As Alexis Hefley, the founder and chief executive officer of AEC, made clear at the Joyce, many Ugandan young people have suffered poverty, the depredations of war, as well as the loss of parents to HIV/AIDS before a more enlightened government policy took hold. In a population of 27 million, 2.4 million are orphans. For the young, proud, and marvelously spirited musicians and dancers onstage, a 21-city tour must seem more empowering than grueling.
In his introduction to Orunyege-Ntogoro, originally a ceremony in which young people would choose their mates, Kasule mentions that skill in dancing was used to measure intelligence. The Spirit of Uganda performers should have no trouble on that score: From Miriam Namala (nine) and Phylis Asiimire (10), who are featured in a song celebrating the joy of having a child, to university-bound Peter Mugga (22), all are gifted in several ways. They dance, they sing, and they play instruments: various big drums, the amandinda (the wooden xylophone that sets the tuning), the adungu (a nine-stringed harp), and flutes. It takes a horde to strike the gigantic embaire, whose wooden keys are the size of planks. And whatever these performers do, in whatever different bright attire, they do with discipline, fervor, and joy.

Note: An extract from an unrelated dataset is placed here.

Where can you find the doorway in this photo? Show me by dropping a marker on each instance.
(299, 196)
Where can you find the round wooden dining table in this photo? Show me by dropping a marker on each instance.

Although the songs and dances come not just from Uganda but also from bordering countries, their traditions seep in: All of the numbers feature bare feet slapping the ground, knees lifting high, and hips twisting and shaking—sometimes at rapid speed, with bells or rattling anklets amplifying the opulent rhythms.
In Biwonvu, the women dance while balancing pots on their heads to a song that advises accepting one’s burdens for now. In Larakaraka, once a courting dance in the North near the Sudanese border and now a fierce rallying cry, the men dance while striking half-calabashes with implements made of bicycle spokes. In a dance from Rwanda, bare-chested males whip their heads and shoulders to make their long white manes lash. In one from Southwest Uganda, the women whack the drums with two sticks as they move around them.
The pounding feet and agile bodies, the drums and vibrant human voices all send a message—one of courage and hope.